Хохот валит его на скамью у стены, каблук сапога бьет в пол.

Фаруллах, достав мешок, собирает помеченные вещи. Гассанхар комментирует его движения:

— Скрип… скрип-скрип…

Ему весело.

— Я расплачусь, — не выдерживает Фаруллах.

Гассанхар мгновенно прекращает смеяться.

— Да? Есть что-то стоящее?

— Да, — не в силах соврать, отвечает лавочник. — Только много человеческого налипло.

— Фу, — морщится Гассанхар. — Будь любезен очистить. Мне просто удивительно, как люди могут испоганить своими идиотскими желаниями любую магическую вещь! Сколько тебе понадобится времени?

— Полгода.

— Ты же знаешь, что твой срок подходит через два месяца.

— Если ты отсрочишь…

Гассанхар фыркает и забирает мешок из рук Фаруллаха.

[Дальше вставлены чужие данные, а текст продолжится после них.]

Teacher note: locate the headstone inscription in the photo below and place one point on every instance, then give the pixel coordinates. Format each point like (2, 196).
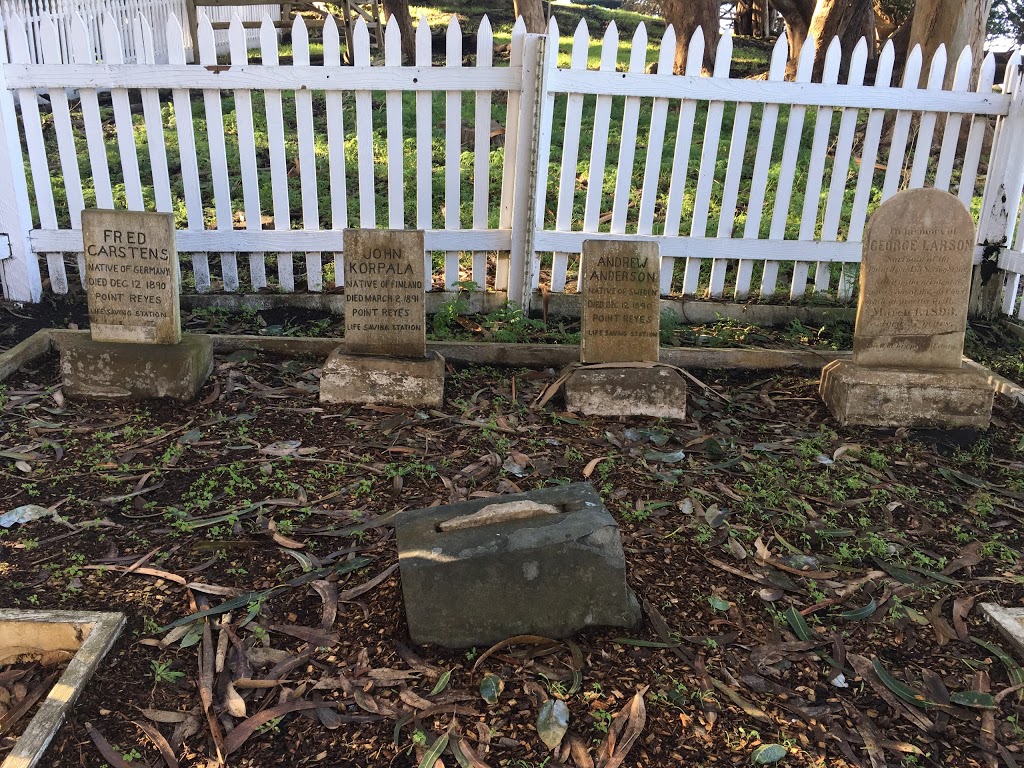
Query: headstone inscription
(620, 325)
(384, 358)
(135, 348)
(911, 317)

— Ах, Фари, Фари… Что я могу отсрочить? Твою судьбу? Так ты сам ее выбрал. Но если через два месяца я увижу определенный результат… потенциал… Ты не хочешь мне показать эту вещь сейчас?

— Она в пристройке.

Гассанхар вытягивается в струну и задирает нос. Ноздри его мелко дрожат. Несколько мгновений — и лицо Гассанхара кисло морщится.

— Нет, Фари, я, пожалуй, посмотрю позже. Я, видишь ли, привык к облагороженным тобой изделиям. А из пристройки, извини меня, тянет натуральным дерьмом. Ты ведь это дерьмо снимешь за два месяца?

— Я постараюсь, — говорит Фаруллах.

— Постарайся, Фари, постарайся.

Гассанхар исчезает, растворяется в сумраке лавки. Какое-то, совершенно незначительное время одиноко покачиваются воротник и кружева, но потом пропадают и они. Ветерок лениво шевелит кисти и цепочки, подвешенные над прилавком.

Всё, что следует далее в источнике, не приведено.